Demain, le jeune chanteur libano-américano-britannique Mika sera de l'émission Tout le monde en parle, pour y parler du spectacle qu'il donnera à Montréal mardi, de son nouveau disque, l'excellent The Boy Who Knew Too Much, de sa drôle de vie, de sa voix singulière (il couvre quatre octaves), de sa connaissance réelle du français... À quelques minutes de l'enregistrement, Mika nous a gentiment accordé quelques minutes d'entrevue, bourrées d'intelligence et de charme.

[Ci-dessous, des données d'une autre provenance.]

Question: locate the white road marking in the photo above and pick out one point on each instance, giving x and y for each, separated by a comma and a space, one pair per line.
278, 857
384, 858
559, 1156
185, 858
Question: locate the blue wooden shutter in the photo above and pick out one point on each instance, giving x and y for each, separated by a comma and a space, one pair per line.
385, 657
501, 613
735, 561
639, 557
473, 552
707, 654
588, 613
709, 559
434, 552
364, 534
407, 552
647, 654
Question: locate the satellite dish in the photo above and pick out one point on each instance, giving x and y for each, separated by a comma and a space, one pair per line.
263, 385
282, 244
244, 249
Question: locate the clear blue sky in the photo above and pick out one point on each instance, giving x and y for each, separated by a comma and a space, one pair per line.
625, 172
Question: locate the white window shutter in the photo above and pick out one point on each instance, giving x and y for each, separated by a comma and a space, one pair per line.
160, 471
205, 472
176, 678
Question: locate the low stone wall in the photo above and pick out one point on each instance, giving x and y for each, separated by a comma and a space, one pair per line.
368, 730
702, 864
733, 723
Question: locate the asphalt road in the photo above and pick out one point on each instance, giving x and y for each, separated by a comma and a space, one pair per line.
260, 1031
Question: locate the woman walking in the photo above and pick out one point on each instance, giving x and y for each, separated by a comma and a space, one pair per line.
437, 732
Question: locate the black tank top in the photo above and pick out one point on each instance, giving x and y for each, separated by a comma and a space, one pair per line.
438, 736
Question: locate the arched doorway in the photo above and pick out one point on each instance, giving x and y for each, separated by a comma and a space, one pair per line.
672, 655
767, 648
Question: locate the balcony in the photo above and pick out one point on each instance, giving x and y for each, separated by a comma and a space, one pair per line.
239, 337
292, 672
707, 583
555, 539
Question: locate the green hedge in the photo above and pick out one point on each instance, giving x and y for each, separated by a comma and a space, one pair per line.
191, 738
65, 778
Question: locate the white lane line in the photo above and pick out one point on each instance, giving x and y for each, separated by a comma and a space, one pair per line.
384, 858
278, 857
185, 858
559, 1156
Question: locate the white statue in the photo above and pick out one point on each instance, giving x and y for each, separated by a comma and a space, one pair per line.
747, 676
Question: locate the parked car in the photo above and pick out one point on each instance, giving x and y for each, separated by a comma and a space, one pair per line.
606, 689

Quand on peut écouter The Boy Who Knew Too Much en version double CD (un disque en version studio, l'autre en version spectacle piano-voix), on réalise à quel point Mika est 1) un mélodiste exceptionnel, 2) un arrangeur exceptionnel. Prenez la chanson Toy Boy: sur le disque live, elle est quasi mozartienne, en version studio, elle est devenue quasi Broadway! «Je compose de façon très simple, au piano, explique Mika avec son joli accent français, de telle manière qu'on puisse faire d'une mélodie toutes sortes de choses. Les arrangements sont une super occasion pour changer les choses, amener une chanson ailleurs...» Toy Boy pourrait donc exister en version chant grégorien, par exemple? «C'est drôle que vous demandiez cela: je suis justement en train de préparer un concert de charité et ce sont uniquement les voix des King's Singers (fameux choeur masculin a cappella) qui vont me servir d'instruments! Je veux démontrer que la musique pop a autant de flexibilité que la musique classique.»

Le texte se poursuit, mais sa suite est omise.